Saturday, January 2, 2010

Schrödinger's cat



I don' t see the doctor for a couple of weeks, but I wasn't doing anything this morning, so I figured why not have a stranger stick a needle in the soft inside part of my elbow and let blood run out into a tube. So that's what I did.

I wonder if the phlebotomist thinks, even for a moment, about the role she is playing in the drama of life and death. Does she understand the portent? Perhaps it's better if she doesn't; or else her hands would be shaking so hard she couldn't do the job.

Up until the blood draw, I feel like I don't have prostate cancer anymore. But as soon as it is drawn, and before I get the results, it's like I'm in some kind of no man's land. Either the radiation wiped it out or it didn't. But at this point, I feel like Schrödinger's cat, both alive and dead at the same moment. Or rather, saved and doomed. It's not until I get the results that the probability wave collapses on itself and I become one or the other.

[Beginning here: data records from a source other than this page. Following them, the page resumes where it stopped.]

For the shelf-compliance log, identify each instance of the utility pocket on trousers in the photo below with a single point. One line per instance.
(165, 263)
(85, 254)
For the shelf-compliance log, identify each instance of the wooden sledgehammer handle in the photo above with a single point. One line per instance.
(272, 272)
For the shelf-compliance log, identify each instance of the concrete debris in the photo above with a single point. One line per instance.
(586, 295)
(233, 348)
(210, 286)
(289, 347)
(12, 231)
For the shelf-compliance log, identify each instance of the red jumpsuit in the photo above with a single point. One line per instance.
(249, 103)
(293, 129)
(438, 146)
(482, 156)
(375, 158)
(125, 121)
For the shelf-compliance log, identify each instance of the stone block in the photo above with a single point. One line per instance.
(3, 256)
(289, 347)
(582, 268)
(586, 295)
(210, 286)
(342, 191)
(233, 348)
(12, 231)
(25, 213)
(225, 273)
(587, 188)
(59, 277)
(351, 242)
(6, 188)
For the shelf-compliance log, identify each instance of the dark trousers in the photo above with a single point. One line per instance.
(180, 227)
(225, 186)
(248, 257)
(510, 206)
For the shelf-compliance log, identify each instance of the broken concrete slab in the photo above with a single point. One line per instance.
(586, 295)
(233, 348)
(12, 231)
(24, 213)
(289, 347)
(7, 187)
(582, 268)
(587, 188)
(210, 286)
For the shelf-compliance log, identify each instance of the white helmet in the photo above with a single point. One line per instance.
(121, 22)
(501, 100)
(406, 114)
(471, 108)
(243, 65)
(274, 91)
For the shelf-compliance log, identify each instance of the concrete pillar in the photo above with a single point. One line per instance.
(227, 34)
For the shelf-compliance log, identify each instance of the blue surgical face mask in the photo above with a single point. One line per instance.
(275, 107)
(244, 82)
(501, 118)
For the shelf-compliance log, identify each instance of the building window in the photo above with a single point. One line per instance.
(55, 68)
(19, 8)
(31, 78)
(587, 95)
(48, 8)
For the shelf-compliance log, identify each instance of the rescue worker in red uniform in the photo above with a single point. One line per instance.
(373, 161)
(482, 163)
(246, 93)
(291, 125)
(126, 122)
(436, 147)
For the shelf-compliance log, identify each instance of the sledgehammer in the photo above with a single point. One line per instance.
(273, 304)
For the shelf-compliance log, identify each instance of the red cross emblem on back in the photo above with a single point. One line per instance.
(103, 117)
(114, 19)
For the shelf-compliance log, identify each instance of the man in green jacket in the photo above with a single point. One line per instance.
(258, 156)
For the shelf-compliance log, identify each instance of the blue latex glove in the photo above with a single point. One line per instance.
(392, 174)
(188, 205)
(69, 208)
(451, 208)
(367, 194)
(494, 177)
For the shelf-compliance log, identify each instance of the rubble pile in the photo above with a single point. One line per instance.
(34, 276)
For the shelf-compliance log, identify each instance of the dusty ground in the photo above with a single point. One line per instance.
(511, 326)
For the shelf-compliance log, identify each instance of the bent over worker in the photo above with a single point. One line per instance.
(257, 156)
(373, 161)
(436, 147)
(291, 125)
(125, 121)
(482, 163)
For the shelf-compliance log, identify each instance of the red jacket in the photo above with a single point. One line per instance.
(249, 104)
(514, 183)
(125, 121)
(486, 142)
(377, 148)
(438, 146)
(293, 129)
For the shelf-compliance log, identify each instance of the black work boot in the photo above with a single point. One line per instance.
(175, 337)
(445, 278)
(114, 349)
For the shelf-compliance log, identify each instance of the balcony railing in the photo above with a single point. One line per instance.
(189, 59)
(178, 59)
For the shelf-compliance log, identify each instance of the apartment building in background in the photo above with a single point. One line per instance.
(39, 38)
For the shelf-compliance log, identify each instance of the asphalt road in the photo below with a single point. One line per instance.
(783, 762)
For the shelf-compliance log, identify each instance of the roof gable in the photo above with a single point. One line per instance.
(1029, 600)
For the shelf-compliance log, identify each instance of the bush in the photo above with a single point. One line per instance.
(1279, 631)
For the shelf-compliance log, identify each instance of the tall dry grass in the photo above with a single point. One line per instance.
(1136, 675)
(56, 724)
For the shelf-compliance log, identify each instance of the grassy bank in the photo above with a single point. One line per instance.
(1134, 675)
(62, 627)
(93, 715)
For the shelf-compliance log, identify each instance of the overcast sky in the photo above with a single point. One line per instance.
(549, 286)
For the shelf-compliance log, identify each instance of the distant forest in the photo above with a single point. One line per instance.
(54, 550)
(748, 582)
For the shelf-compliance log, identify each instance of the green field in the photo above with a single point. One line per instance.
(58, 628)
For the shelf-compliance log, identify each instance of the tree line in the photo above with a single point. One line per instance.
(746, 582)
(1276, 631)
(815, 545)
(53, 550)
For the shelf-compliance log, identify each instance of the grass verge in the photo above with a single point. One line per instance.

I know, I know. Quantum effects don't hold up in the macro world of people, tumors, and tubes of blood. But that's how it feels.

Sometime late next week, I'll call the nurse and get the result. At that instant, I will either push prostate cancer to the back of my mind and go about life pretty much as I have the past year; or I will start down a path that will quickly lead to the end of my sex life and eventually, the end of life itself.

It's like every 6 months my life path has two forks--two possible doors.